August 1991: Fallout from the Inkathagate scandal broken by the Weekly Mail -- the paper calls police minister Adriaan Vlok a liar.
What made it different? The Mail&Guardian has not become rich. There are no graphs to demonstrate that from day one circulation rocketed skywards. There are no trophies glittering in glass cases because we defied cabinet ministers like Adriaan Vlok, Magnus Malan, Stoffel Botha and their ilk, or because the paper was closed down. So what was it that made this newspaper ... a little different?

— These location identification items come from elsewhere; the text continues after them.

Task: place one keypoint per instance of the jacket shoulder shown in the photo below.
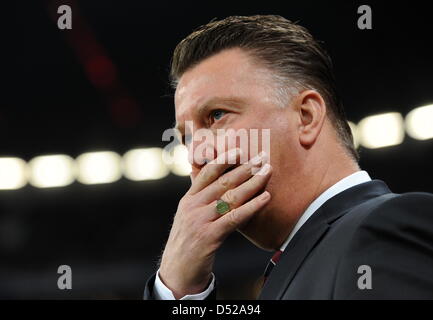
(394, 243)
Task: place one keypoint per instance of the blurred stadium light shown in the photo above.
(373, 132)
(99, 167)
(381, 131)
(144, 164)
(13, 173)
(52, 171)
(419, 123)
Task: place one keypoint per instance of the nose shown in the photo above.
(200, 153)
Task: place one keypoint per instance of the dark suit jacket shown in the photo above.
(366, 225)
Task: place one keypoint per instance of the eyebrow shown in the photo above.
(234, 101)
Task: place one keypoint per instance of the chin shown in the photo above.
(256, 231)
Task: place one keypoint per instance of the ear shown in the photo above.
(311, 110)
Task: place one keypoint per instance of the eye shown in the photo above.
(217, 114)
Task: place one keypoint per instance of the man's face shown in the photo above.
(230, 91)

It was the first national newspaper in decades to be launched by an independent company outside the huge corporations which dominate English-language newspapers ... and survive. In a frightened era when newspapers routinely vilified the African National Congress and its leaders as "terrorists", this was the first paper to put human faces to ANC leaders and to provide balanced accounts of their activities and policies. It was also the first to sympathetically discuss such "fringe" issues as environmentalism, gay liberation and gender.This was the first paper whose news selection was colour-blind. All South African newspapers of the 1980s were aimed at racially-defined markets, either black (Sowetan) or white (Business Day). Those newspapers which did reach black and white audiences (like The Star, or the Rand Daily Mail) provided separate "white" and "township" editions.
This was the first newspaper to cover the emerging indigenous culture that arose in the early non-racial bars in central Johannesburg like Jameson's, Kippies and the Black Sun; the fringe cabaret, and "cross-over" music.